Thinking some of you might need help visualizing this predicament, I took some photos so you could see for yourself. In the shot below is the (cheap) Ikea bookcase that is home to our children’s and YA galleys, sorted by month, so that I can easily remove old ones from the shelf in order to make room for new ones. (The ones I remove get donated to a local organization called Read Boston.) Ignore the top shelf (which on the left houses older galleys I still hope to read one of these days and on the right houses back issues of the Horn Book and various children’s literature reference books) — the shelves below those are all galleys for books being published between now and August (a handful at the end are September and October). Yes, there are a few we have multiple copies of, but those duplicates are offset by the fact that I also took a number of forthcoming galleys home to clutter up my bookcases there. AND some of our galeys have been borrowed by other booksellers and by the few kids who read and review ARC’s for us these days. AND there are a few publishers who don’t send us complete sets of their galleys, so not all of their books are here either.

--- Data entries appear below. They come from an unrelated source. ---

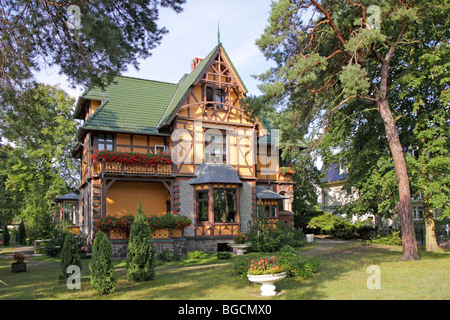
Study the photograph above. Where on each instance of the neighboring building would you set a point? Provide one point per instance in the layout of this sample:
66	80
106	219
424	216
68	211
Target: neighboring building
334	193
218	156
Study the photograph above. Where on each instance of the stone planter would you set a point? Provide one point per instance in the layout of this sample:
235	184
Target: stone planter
267	282
18	267
240	248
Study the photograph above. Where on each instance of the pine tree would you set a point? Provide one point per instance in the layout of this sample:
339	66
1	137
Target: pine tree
103	278
69	256
140	254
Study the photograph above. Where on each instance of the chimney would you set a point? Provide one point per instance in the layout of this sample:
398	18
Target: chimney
195	62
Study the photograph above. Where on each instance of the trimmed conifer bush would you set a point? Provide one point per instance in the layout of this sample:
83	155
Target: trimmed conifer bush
103	277
6	236
140	262
22	234
69	256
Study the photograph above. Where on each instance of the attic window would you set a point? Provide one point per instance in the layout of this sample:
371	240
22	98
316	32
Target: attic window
215	95
105	142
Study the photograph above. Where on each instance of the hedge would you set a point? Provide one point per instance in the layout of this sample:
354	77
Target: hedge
123	224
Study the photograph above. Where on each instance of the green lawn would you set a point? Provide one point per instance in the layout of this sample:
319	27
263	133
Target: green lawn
342	275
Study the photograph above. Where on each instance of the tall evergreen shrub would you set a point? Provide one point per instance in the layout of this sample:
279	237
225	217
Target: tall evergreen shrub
69	256
140	254
22	234
6	235
103	278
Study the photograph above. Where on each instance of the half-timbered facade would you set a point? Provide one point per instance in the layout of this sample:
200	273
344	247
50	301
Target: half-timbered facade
223	164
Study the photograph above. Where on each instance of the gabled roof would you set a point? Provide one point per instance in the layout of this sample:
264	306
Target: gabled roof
143	106
191	80
130	104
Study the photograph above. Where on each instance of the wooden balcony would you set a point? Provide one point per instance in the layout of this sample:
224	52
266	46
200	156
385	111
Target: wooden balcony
124	169
217	229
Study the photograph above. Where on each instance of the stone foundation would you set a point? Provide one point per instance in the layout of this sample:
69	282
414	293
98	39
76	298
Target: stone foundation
205	245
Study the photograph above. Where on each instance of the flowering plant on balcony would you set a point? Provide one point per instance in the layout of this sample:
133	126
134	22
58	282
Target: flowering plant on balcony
265	266
132	158
123	224
286	170
19	257
240	238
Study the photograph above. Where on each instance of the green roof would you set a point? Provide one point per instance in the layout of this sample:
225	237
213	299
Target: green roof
130	104
139	105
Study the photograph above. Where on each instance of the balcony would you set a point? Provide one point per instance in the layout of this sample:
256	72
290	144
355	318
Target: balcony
128	163
135	169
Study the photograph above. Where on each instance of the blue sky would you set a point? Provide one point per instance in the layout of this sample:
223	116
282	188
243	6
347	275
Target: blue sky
193	32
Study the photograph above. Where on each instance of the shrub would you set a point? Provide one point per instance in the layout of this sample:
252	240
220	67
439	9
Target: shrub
103	278
296	265
392	239
302	219
6	236
273	239
196	255
54	246
22	237
241	266
344	230
323	223
69	256
223	255
167	256
140	262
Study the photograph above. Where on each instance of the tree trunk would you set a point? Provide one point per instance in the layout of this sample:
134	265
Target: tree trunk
430	226
404	206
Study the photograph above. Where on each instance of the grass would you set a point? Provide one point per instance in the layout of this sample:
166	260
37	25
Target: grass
342	275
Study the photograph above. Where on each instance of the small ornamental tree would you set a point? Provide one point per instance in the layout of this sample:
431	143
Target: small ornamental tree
140	253
103	278
69	256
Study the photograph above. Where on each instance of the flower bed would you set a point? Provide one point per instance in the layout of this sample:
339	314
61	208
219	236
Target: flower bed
265	266
123	224
132	158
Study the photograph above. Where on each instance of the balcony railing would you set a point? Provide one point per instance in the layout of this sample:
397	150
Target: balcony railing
121	168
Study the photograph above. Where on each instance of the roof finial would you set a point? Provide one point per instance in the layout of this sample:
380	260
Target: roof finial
218	33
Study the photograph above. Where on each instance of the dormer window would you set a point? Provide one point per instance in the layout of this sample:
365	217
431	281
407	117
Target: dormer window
215	95
215	148
105	142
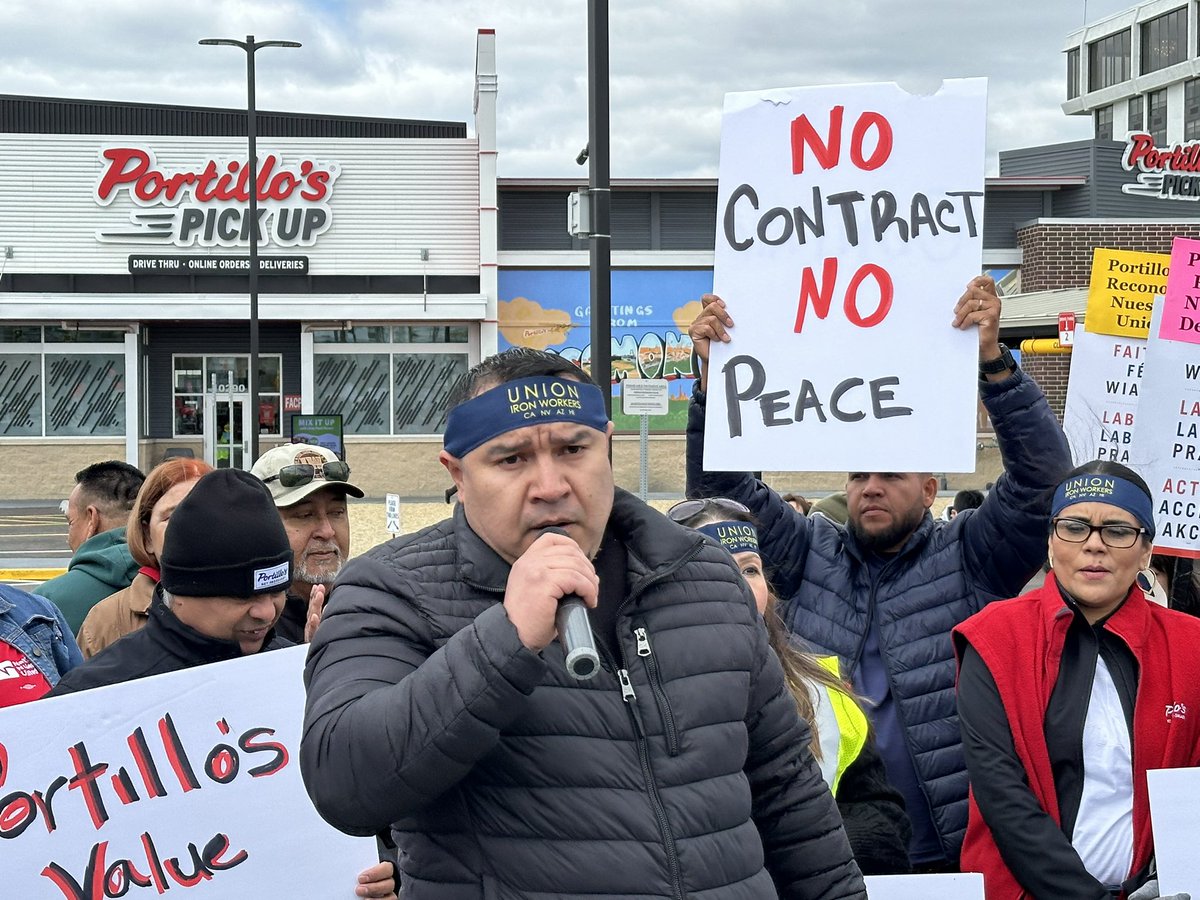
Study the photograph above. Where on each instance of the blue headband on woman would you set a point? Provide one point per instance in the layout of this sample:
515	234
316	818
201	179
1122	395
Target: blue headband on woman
1105	489
735	537
515	405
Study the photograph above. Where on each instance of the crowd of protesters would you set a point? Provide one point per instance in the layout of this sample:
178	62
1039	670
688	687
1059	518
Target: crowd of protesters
790	695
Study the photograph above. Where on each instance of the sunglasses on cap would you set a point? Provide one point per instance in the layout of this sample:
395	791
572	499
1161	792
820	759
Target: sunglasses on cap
303	473
685	509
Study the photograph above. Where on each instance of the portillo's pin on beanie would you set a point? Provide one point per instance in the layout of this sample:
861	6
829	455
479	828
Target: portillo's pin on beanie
226	539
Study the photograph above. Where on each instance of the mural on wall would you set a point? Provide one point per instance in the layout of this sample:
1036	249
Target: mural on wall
549	310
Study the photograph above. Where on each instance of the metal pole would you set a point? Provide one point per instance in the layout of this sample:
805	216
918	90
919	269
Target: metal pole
600	243
252	132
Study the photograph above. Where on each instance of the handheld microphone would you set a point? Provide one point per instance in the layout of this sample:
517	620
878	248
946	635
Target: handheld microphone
575	631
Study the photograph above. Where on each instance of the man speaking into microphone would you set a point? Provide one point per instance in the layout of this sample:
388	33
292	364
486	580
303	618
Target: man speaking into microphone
439	703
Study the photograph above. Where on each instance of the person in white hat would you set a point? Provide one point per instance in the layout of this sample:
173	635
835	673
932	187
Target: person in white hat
310	486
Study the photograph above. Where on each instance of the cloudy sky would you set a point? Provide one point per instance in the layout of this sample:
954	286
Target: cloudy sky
671	63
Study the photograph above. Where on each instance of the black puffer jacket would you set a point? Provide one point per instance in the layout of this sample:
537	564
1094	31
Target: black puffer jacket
165	645
504	779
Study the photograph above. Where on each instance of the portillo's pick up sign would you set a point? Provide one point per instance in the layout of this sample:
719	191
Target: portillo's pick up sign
1163	173
205	204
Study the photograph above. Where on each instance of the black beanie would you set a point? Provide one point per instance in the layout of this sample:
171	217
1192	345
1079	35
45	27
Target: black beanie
226	539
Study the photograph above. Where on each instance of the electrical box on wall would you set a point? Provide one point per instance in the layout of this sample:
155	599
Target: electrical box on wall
579	214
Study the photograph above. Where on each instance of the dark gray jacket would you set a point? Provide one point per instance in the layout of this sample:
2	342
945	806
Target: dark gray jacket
504	779
945	573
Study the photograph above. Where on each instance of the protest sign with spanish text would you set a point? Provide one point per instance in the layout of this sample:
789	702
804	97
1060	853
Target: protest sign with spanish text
849	223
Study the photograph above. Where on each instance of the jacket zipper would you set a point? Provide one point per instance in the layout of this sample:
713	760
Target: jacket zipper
643	755
660	695
643	751
895	703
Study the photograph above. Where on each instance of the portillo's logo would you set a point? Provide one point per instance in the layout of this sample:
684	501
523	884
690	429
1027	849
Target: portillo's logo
1168	174
205	204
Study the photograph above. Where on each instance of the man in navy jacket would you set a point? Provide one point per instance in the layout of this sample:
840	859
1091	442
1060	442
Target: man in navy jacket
885	591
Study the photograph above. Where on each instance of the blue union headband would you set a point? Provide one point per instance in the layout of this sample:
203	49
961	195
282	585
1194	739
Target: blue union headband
735	537
1105	489
507	407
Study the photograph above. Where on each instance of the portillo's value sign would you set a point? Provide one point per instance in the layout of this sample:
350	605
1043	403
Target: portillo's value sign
205	204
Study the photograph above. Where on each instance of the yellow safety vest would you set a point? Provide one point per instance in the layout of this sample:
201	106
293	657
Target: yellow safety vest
850	719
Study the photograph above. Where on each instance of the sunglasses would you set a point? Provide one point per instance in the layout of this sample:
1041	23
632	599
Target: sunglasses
685	509
303	473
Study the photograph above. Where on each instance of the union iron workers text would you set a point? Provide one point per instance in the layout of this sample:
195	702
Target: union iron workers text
93	787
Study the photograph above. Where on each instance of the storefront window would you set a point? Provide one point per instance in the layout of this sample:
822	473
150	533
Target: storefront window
355	385
396	385
84	395
58	395
359	334
423	382
196	376
55	334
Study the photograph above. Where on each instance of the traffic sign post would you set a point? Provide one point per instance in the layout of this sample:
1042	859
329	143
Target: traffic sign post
645	397
391	507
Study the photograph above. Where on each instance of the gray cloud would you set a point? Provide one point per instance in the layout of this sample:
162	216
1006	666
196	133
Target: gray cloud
671	63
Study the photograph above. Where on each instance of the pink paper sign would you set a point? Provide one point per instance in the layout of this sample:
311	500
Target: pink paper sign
1181	307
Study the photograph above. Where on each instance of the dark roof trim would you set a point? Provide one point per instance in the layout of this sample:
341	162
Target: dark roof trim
57	115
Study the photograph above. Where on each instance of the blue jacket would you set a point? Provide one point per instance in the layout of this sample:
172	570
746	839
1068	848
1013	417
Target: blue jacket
946	573
36	628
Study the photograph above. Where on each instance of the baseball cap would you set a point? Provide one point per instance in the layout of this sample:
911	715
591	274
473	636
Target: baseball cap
293	472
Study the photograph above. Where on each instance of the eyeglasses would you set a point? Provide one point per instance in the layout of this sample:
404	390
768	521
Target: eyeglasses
685	509
303	473
1075	531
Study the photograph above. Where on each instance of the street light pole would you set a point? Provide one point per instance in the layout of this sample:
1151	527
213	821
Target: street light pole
600	240
250	46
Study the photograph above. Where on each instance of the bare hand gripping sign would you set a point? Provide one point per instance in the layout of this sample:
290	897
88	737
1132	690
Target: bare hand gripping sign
184	783
850	220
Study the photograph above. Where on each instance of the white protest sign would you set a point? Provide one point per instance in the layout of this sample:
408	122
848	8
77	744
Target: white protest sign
1102	396
1167	441
186	781
849	225
967	886
645	396
1174	799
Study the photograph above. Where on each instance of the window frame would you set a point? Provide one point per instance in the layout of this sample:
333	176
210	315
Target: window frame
42	349
1108	61
394	348
175	394
1157	31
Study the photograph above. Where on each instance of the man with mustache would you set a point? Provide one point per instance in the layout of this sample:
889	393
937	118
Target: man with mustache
310	486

Not too bad, you’re thinking? Well… I thought the same thing. When they’re lined up the impossibility of reading all those books somehow seems a bit less frightening. It’s deceptive. So I took another photo but staged things a bit differently for this one. I pulled all the galleys off the shelf that correspond with books being published only in the month of MAY, so that you can see how tall just that one month’s pile turns out to be. I even removed any duplicate galleys, so you couldn’t accuse me of cheating for effect.
(That’s a bit scarier looking, no?) For the sake of scale, I also took a (rather unflattering shot) of me, standing beside that May galley pile. Wearing shoes my height = 5′ 4.
There are about 60 galleys in that pile, which stretches out to approx. 4 feet of books coming out from predominantly large publishers in just ONE month this year. And, again, there are some galleys missing from that stack, so I’m certainly not accounting for everything.
Even the laziest bookseller in the least busy bookstore in the country STILL couldn’t possibly read all the books coming out in a given season nowadays. And those of us at the opposite end of the spectrum (which describes most of the booksellers I know) are lucky if we’re managing to make much more than a dent. Especially when it comes to months as jam-packed as this coming May!